As spring approaches, don't be a victim of home repair and contractor fraud. Reduce the risk of being scammed by making yourself aware of the following red flags:
1. Contractors who appear at your doorstep: If someone knocks at your door to ask you if you need their services, or offer to give you a consultation, it is okay to simply take their business card, listen to what they have to say, and shut the door. One thing you should do is research their company online to see if it is legitimate. Often times, there are people who will take your money and run.
2. Your contractor is pressuring you: If you feel extremely pressured to make a decision because your contractor is pushing you to sign the agreement based on a "special deal" or "today only" offer, it may be in your best interest to decline the offer.
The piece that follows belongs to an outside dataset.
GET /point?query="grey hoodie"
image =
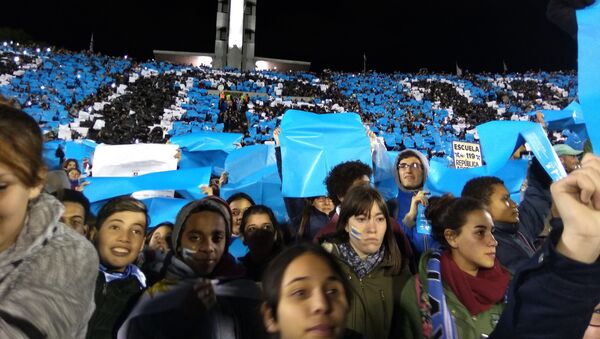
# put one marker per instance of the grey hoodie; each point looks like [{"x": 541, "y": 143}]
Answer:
[{"x": 47, "y": 277}]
AOB (Assignment of Benefit) fraud is also very common and some contractors who require an AOB are known for their high-pressure tactics. Signing an Assignment of Benefits form transfers the rights of the policyholder to the contractor. Some unscrupulous contractors inflate the cost of repairs and commit insurance fraud when they bill the insurance companies for unwarranted expenses, leaving the insured to pay for out-of-pocket costs to finish the repairs.
3. Someone tells you there is a problem in your home: If the contractor tells you there is a problem in your home you either never noticed before or never heard of, and offer to fix the problem, get a second opinion with your current contractor or with a reputable company before you make any major decisions.
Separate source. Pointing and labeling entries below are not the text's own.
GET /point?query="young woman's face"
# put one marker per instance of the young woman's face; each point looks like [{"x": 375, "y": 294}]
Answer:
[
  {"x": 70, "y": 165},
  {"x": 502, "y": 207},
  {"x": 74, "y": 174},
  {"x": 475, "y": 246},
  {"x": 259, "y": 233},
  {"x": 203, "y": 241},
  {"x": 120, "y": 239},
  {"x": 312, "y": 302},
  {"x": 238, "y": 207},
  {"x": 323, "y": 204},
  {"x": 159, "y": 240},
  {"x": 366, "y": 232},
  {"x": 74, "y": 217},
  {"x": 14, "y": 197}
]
4. No identification or permit: Your contractor should either be wearing a company shirt or have a business card and city permit. If he/she lacks identification, it will be harder for you to track them down if something goes wrong, or you could be getting set up for fraud.
Disasters can occur at any time, leaving your home in a state of disrepair. In times of crisis, many lend a hand to help, and sometimes those people are crooked contractors looking to scam you out of your hard-earned money. "Contract" with contractors in a safe way; make sure you always ask to see their license, ask for references from previous jobs, and never pay your contractor in cash.